Refer to Fig. 1 for a visual representation of the study design. The present study adhered to the Strengthening the Reporting of Observational Studies in Epidemiology-Mendelian Randomization (STROBE-MR) guidelines (see Supplementary Table 1)11. All GWAS and protein quantitative trait loci (pQTL) data utilized were obtained from publicly accessible databases that have received the necessary ethical approvals. The research relies on data that is accessible to the public from a large-scale genome-wide association study on blood proteome (https://www.decode.com/summarydata/)12, plasma proteome analysis of European descent plasma(nilanjanchatterjeelab.org/pwas/)13 and GWAS Catalog (GWAS Catalog (ebi.ac.uk))14,15,16 (Supplementary Table 2).
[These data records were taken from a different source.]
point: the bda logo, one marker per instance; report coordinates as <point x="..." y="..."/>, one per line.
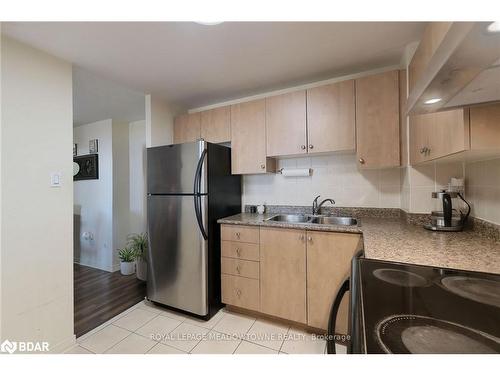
<point x="8" y="347"/>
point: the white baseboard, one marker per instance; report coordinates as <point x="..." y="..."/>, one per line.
<point x="108" y="269"/>
<point x="115" y="267"/>
<point x="63" y="345"/>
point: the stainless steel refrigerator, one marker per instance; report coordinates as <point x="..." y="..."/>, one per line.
<point x="189" y="187"/>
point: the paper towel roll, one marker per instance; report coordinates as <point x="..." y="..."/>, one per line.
<point x="301" y="172"/>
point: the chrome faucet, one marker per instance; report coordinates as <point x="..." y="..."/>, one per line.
<point x="317" y="207"/>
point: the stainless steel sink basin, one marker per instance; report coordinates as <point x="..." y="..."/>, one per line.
<point x="291" y="218"/>
<point x="311" y="219"/>
<point x="334" y="220"/>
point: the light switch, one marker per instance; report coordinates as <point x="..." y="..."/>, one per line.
<point x="55" y="179"/>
Our research methodology adopts a two-phase strategy, commencing with the ARIC study as the primary discovery phase. This phase is dedicated to investigating associations between CKD and a comprehensive range of circulating proteins, leveraging data on 4657 proteins obtained from this cohort. Subsequent validation of our findings is conducted in the replication phase, utilizing proteomic data from the Icelandic study, which encompasses 4,907 proteins. This systematic approach ensures the robustness and reproducibility of our conclusions.

Fig. 1
figure 1

Study design. FDR, false discovery rate; MR, Mendelian Randomization.

Data source for proteomics

The circulating proteins associated with genetic markers were aggregated from ARIC studies13. These proteins exhibit associations with common variations in the cis-region. Compared to trans linking, cis-linking demonstrates higher reproducibility across diverse proteome platforms. Another set of summary-level statistics on circulating protein was derived from Ferkingstad E's study12. The use of genome-wide association studies (GWASs) focusing on circulating protein levels allows for the identification of sequence determinants, known as protein quantitative trait loci (pQTLs), associated with protein levels17,18,19,20. Due to their colocalization with disease variants, pQTLs can play a crucial role as informative markers for directing the exploration of causal genes and disease pathways21,22.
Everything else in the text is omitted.